Matthias Nießner | |
Birth Place: | Gunzenhausen |
Citizenship: | German |
Fields: | Computer Graphics, Computer Vision |
Alma Mater: | University of Erlangen-Nuremberg (2013) |
Thesis Title: | Rendering Subdivision Surfaces using Hardware Tessellation |
Thesis Year: | 2013 |
Doctoral Advisor: | Günther Greiner |
Work Institution: | Technical University of Munich (professor) |
Matthias Nießner (born 1986) is a German computer scientist, academic, and entrepreneur working in the fields of computer graphics and computer vision. He is a professor of Computer Science at the Technical University of Munich and leads the Visual Computing Lab.[1] As a member of the Max Planck Center for Visual Computing and Communication Junior Research Group Program, he was a Visiting Assistant Professor at Stanford University, working in the lab of Pat Hanrahan.[2]

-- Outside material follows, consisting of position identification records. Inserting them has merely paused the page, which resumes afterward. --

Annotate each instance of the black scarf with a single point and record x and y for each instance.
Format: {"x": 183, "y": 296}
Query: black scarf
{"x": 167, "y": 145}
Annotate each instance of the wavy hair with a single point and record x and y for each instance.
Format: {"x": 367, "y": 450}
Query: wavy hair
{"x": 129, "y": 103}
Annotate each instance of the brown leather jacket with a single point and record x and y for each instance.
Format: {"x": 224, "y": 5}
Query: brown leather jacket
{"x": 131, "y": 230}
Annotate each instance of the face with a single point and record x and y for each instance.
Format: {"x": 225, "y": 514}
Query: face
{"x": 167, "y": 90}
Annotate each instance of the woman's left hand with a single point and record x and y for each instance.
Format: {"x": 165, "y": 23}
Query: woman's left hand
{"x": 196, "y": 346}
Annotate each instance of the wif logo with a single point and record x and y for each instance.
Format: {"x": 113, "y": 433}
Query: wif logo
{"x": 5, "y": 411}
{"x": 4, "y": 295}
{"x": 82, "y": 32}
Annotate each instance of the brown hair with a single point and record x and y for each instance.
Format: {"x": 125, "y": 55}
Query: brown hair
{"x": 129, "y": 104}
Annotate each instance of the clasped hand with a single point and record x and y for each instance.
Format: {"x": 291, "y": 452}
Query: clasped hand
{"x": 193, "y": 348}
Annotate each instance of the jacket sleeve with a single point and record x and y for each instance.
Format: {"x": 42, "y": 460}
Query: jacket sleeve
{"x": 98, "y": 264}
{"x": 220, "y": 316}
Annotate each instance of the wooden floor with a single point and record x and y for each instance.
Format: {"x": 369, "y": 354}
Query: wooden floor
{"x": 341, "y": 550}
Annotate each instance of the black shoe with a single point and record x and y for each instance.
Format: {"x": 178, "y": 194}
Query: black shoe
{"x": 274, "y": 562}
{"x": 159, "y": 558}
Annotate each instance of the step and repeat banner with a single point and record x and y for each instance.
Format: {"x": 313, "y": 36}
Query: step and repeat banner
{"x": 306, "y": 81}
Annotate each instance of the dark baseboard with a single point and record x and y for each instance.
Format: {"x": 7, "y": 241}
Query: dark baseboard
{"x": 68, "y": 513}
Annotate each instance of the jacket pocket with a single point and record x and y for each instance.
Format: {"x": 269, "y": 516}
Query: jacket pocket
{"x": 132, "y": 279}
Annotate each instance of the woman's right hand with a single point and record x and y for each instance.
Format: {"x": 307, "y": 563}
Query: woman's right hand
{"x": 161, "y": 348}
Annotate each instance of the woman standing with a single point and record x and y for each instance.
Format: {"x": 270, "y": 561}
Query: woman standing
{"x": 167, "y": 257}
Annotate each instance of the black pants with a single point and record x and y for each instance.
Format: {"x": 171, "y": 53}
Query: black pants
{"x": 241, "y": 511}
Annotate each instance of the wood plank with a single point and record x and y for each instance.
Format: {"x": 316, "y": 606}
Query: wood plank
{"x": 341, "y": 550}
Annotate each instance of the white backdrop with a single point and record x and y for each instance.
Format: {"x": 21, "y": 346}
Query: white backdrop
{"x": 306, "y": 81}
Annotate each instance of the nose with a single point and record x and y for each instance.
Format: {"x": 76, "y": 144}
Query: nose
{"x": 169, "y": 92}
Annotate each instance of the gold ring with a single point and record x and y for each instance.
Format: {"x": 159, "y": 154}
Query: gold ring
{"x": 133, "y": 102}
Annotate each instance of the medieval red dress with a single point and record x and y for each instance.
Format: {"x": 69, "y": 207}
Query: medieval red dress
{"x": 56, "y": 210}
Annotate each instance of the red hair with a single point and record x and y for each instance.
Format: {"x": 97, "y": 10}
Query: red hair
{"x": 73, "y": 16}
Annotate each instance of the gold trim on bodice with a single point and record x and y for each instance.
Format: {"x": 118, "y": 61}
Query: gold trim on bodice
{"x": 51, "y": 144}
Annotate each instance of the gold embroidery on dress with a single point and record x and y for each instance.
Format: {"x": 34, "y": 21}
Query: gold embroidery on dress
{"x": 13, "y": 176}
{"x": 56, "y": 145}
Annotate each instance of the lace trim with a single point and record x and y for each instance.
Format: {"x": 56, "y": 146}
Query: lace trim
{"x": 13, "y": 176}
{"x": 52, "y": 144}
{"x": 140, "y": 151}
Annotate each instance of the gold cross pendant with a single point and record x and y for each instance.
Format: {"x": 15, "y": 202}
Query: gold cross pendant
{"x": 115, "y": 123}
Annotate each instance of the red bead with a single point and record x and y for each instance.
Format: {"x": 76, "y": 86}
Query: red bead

Nießner received a Ph.D. in computer graphics from the University of Erlangen-Nuremberg in 2013[3] and received his Diploma degree in 2010. His thesis on the topic of Subdivision Surface Rendering using Hardware Tessellation was submitted in 2013 and was awarded the highest honors. Some ideas from this thesis were used in the most recent version of Pixar's OpenSubdiv, which also incorporates ideas dating back to 1996 from Edwin Catmull, Tony DeRose, Michael Kass, Charles Loop, and Peter Schröder.[4]
Through a junior research group program, Nießner was a Visiting Assistant Professor from 2013 to 2017 at Stanford University in the lab of Pat Hanrahan. Since 2017, he has been a professor at the Technical University of Munich, where he heads the Visual Computing Lab.
Nießner's work focuses on 3D reconstruction and semantic scene understanding. Among his best-known work is that on facial reenactment,[5] which has been widely criticized for contributing to the ease with which fake news can be generated.[6] [7] [8] The majority of the external stake in his company Synthesia comes from speculative American businessman Mark Cuban.[9] He developed with his colleagues Face2Face, which was the first work to manipulate facial expressions from consumer cameras in real time.[10] [11] More recently, he has been working on 3D semantic scene understanding, developing with his colleagues ScanNet, the first large-scale, densely-annotated 3D dataset.[12]
Nießner was awarded a Google Faculty Research Award in 2017 for Photo-realistic Avatars from Videos: Free Viewpoint Animation of Human Faces,[13] as well as a Rudolf Mössbauer Fellowship from the Technical University of Munich.[14]